A dense oxygen separation membrane with a layered morphologic structure

Abstract

A configuration of dense mixed ionic and electronic conducting (MIEC) membrane with layered morphological structure for oxygen separation, which combines the benefits of high oxygen permeation flux of cobalt-based membrane, high chemical stability of iron-based perovskite and high mechanical strength of thick membrane, was studied. The membrane is normally composed of two layers; each layer is a dense MIEC oxide. The substrate layer is a thick dense membrane with high oxygen permeability but relatively lower chemical stability. The feasibility of dense thick Ba 0.5Sr 0.5Co 0.8Fe 0.2O 3− δ (BSCF5582) membrane as the substrate layer and Ba 0.5Sr 0.5Co 0.2Fe 0.8O 3− δ (BSCF5528) as the thin-film layer was mainly experimentally investigated.
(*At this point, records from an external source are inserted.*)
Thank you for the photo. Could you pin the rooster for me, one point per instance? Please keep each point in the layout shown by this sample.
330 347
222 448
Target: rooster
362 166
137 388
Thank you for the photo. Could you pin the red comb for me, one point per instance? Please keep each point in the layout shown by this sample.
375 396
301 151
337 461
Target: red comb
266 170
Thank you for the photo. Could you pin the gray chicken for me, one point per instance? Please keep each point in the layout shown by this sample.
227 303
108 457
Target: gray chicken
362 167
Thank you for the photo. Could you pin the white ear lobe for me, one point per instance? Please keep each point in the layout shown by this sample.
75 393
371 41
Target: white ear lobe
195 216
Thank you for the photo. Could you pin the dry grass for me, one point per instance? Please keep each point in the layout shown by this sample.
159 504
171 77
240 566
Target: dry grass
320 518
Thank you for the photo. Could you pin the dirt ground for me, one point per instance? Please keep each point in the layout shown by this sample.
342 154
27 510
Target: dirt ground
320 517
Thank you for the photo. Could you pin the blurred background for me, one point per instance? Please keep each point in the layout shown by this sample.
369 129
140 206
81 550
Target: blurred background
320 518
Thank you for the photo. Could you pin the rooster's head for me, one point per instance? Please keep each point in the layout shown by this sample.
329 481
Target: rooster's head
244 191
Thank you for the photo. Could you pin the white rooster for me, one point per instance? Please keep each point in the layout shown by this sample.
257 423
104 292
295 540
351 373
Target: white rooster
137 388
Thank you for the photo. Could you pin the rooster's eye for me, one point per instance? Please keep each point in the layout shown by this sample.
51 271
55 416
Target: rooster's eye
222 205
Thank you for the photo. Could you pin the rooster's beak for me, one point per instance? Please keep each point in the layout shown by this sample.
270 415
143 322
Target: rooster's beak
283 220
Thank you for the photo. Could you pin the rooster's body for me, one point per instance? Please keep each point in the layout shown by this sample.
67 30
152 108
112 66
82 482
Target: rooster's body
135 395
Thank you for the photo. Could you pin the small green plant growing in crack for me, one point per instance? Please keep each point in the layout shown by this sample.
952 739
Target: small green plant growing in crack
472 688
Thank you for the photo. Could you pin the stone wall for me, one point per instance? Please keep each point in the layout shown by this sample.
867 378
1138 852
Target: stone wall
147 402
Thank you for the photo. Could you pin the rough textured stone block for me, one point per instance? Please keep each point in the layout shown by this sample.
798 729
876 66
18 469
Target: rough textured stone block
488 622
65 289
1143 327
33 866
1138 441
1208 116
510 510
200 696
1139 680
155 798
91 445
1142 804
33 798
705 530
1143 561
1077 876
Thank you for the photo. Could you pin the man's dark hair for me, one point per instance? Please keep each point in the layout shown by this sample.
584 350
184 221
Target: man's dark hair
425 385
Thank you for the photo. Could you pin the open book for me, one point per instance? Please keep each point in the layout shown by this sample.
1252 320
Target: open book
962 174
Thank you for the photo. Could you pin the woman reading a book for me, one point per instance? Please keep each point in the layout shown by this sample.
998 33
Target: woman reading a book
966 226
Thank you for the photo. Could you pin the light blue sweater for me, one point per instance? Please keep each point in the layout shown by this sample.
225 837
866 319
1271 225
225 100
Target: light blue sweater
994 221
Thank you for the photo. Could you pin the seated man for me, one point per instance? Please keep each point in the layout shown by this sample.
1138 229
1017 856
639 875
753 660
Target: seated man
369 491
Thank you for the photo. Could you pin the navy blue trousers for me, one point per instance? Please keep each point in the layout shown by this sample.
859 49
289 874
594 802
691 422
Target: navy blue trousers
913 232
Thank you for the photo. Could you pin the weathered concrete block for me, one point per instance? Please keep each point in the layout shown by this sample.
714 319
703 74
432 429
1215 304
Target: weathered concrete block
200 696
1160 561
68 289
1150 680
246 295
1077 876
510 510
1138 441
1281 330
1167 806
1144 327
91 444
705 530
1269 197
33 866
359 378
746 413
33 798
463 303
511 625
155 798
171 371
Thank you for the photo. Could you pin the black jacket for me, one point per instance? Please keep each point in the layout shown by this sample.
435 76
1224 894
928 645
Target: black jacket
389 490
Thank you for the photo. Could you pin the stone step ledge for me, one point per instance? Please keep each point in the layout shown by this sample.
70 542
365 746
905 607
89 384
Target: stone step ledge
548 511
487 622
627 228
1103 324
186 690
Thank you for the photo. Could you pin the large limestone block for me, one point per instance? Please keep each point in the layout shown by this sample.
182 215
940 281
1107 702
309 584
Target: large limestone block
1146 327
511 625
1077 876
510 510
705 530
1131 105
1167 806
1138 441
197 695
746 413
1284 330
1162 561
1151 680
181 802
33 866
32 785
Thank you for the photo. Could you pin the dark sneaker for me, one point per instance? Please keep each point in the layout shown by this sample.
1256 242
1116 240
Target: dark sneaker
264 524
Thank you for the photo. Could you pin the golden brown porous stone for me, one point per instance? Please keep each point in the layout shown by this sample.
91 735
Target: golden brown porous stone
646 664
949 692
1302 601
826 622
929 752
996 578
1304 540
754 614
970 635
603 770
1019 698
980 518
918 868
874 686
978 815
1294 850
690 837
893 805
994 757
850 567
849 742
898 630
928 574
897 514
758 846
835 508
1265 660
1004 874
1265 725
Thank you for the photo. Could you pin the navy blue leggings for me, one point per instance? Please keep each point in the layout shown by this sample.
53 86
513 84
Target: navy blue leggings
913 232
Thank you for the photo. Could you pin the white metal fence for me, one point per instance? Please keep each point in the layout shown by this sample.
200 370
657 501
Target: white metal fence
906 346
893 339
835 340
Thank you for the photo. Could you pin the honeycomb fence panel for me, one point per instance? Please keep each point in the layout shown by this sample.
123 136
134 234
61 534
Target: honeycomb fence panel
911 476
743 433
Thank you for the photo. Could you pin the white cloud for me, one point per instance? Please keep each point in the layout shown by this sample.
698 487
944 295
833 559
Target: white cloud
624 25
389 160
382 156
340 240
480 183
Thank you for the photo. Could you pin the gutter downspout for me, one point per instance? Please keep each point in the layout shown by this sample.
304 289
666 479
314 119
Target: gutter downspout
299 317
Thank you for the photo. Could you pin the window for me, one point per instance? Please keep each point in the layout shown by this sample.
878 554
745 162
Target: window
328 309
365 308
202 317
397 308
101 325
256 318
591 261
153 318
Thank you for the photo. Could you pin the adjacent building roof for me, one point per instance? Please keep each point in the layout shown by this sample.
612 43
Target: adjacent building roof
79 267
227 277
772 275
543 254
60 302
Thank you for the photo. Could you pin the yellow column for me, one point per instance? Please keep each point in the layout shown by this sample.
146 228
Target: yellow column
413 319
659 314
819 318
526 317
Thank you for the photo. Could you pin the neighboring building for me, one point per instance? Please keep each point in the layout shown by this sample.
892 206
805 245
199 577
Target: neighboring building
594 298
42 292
Both the BSCF5582 and the BSCF5528 show the same cubic perovskite structure and the similar lattice constant with no detrimental reaction products formed. By optimizing fabrication parameters of a simple dry pressing process, dual-layered membrane, free of cracks, was successfully fabricated. The oxygen permeation flux of a dual-layered membrane with the thin-film BSCF5528 layer facing to the sweep gas reached 2.1 mL cm −2 min −1 [STP] (1.56 × 10 −6 mol cm −2 s −1) at 900 °C, which is about 3.5 times higher than that of the BSCF5528 membrane (0.6 mL cm −2 min −1, [STP] (4.46 × 10 −7 mol cm −2 s −1) under the same conditions.